🤖 AI Summary
This work formalizes tokenization—the fundamental preprocessing step in natural language processing—as a constrained combinatorial optimization problem and rigorously proves its NP-hardness. To address this computationally challenging problem, we propose GreedTok, an efficient greedy algorithm with polynomial-time complexity. Furthermore, by relaxing the problem to a weighted maximum coverage formulation, we design GreedWMC, an approximation algorithm with theoretical guarantees.

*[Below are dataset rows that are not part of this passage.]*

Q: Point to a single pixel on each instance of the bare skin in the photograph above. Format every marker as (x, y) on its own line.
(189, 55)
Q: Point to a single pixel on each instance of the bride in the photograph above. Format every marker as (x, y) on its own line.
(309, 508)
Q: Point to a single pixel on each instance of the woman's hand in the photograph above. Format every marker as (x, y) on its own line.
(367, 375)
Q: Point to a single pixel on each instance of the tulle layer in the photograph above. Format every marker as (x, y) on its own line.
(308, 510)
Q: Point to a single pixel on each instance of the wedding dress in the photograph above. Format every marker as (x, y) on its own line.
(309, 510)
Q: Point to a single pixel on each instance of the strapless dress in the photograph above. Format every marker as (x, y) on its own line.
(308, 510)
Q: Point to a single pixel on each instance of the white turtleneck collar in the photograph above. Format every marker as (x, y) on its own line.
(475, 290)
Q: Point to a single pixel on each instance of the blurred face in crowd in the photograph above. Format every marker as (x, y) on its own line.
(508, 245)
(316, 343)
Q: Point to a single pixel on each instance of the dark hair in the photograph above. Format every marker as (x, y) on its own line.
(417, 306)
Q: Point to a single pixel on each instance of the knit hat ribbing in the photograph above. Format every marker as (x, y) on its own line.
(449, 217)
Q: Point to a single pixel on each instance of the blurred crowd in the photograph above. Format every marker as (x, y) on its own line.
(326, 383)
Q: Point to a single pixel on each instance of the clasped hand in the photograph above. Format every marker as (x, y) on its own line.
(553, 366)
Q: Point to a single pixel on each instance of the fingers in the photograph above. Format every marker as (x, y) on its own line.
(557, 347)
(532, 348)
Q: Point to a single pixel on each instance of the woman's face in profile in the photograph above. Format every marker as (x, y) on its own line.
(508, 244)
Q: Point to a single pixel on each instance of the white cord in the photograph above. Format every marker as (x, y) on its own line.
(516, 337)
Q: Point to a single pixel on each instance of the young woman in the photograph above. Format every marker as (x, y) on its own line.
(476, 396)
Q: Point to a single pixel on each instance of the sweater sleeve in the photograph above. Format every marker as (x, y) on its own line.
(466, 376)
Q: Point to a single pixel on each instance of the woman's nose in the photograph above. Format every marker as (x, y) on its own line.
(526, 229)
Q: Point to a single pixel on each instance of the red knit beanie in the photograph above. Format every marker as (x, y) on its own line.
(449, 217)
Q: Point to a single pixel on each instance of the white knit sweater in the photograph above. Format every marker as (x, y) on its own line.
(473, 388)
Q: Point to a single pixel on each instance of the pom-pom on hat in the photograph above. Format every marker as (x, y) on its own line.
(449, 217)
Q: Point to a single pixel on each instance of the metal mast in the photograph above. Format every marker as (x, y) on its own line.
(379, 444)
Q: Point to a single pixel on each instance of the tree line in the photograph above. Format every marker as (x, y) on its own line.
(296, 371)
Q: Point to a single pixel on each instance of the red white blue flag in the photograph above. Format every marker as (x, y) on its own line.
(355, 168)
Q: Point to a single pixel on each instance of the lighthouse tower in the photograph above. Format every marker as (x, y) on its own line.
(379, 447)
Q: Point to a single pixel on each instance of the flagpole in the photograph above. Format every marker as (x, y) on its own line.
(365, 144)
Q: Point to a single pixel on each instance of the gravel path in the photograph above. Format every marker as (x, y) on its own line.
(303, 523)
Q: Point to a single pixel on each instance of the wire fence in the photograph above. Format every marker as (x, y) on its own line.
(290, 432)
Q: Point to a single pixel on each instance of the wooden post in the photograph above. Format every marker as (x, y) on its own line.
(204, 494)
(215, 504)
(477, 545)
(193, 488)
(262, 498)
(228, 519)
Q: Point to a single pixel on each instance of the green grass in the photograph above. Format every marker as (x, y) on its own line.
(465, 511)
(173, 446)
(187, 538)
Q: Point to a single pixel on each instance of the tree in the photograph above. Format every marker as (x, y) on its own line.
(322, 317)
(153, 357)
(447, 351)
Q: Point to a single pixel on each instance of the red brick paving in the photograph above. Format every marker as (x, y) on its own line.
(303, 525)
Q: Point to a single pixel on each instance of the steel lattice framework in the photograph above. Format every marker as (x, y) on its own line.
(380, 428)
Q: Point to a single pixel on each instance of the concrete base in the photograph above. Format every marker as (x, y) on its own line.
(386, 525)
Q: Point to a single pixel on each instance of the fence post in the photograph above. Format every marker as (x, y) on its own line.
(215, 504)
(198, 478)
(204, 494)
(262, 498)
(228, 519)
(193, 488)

Empirical evaluation on real-world corpora demonstrates that GreedTok significantly outperforms the widely adopted Byte Pair Encoding (BPE) method, while achieving objective values comparable to those of GreedWMC. Beyond algorithmic contributions, this work establishes the first formal theoretical connection between tokenization and combinatorial optimization. It provides a novel, principled framework for tokenization that simultaneously offers provable guarantees and strong empirical performance—paving the way for more interpretable, controllable, and theoretically grounded subword segmentation models.
📝 Abstract
Tokenization is the process of encoding strings into tokens from a fixed vocabulary of size $k$ and is widely utilized in Natural Language Processing applications. The leading tokenization algorithm today is Byte Pair Encoding (BPE), which formulates the tokenization problem as a compression problem and tackles it by performing sequences of merges. In this work, we formulate tokenization as an optimization objective, show that it is NP-hard via a simple reduction from vertex cover, and propose a polynomial-time greedy algorithm GreedTok. Our formulation naturally relaxes to the well-studied weighted maximum coverage problem which has a simple $(1 - 1/e)$-approximation algorithm GreedWMC. Through empirical evaluations on real-world corpora, we show that GreedTok outperforms BPE, while achieving a comparable objective score as GreedWMC (which could have achieved a higher score due to relaxation).